Rep. Tim Moore (R., N.C.) told the Reporter that “if this isn’t an attack on North Carolina and on agriculture, I don’t know what is.”
“I would hope and I would imagine that he will roll this mandate back…[Biden is] making it easier for dangerous drugs to get on our streets and yet he simply wants to weigh in now against cigarettes that adults can legally buy,” Moore said. “It is a nonsensical rule that does nothing. It would upend an industry that is obviously important to North Carolina but that is important, frankly, to the nation too. I think it’s irresponsible.”
Rep. Pat Harrigan (R., N.C.) echoed Moore’s criticisms.
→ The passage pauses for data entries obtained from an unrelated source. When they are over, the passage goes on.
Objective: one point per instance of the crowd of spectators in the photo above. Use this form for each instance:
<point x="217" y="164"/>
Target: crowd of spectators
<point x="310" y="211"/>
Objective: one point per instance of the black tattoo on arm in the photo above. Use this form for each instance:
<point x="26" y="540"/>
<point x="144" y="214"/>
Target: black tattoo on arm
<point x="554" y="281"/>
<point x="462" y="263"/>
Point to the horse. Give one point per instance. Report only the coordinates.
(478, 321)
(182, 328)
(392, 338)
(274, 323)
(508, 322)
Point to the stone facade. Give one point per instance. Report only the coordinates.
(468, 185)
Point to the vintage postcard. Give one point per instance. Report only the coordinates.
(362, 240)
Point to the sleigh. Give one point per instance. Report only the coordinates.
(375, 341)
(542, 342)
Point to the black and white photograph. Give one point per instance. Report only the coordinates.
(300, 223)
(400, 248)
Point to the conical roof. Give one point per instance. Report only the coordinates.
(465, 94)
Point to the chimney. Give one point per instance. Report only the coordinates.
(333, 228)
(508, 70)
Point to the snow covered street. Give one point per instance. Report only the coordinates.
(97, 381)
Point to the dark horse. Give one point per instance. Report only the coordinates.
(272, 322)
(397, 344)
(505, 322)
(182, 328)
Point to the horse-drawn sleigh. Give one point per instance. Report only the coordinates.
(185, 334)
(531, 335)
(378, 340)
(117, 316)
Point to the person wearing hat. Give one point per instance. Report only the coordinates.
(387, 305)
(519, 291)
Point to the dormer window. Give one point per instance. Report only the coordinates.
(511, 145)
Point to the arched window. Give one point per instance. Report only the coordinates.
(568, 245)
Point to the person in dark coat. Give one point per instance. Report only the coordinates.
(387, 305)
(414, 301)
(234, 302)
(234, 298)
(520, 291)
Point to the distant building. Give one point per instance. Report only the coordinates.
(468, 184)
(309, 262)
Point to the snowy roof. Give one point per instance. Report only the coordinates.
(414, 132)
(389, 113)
"The Biden administration’s menthol cigarette ban is a full-scale assault on North Carolina jobs, businesses, and freedom. Over 27,000 hardworking families stand to lose their livelihoods, while $49 billion in economic impact is torched overnight,” Harrigan said.
“Prohibition doesn’t work — it never has,” Harrigan continued. “This ban will fuel crime, strengthen black markets, and leave our communities picking up the pieces. And let’s not kid ourselves: this is just the start. Today, it’s menthol cigarettes — tomorrow it’s meat, cars, or anything else they decide you shouldn’t have. This fight is about more than one bad policy — it’s about stopping an out-of-control government from crushing our way of life.”
Others warn that the proposal could have even more nefarious side effects.
“Biden is simply empowering the cartels and costing billions in revenue to the United States,” a Trumpworld source told the Reporter. “President Trump can right this wrong by scrapping the rule completely.”
Beyond the possibilities for mass job losses, the nonpartisan Tax Foundation estimated that a cigarette ban akin to the FDA proposal would cost over $30 billion in tax revenues on both state and federal levels.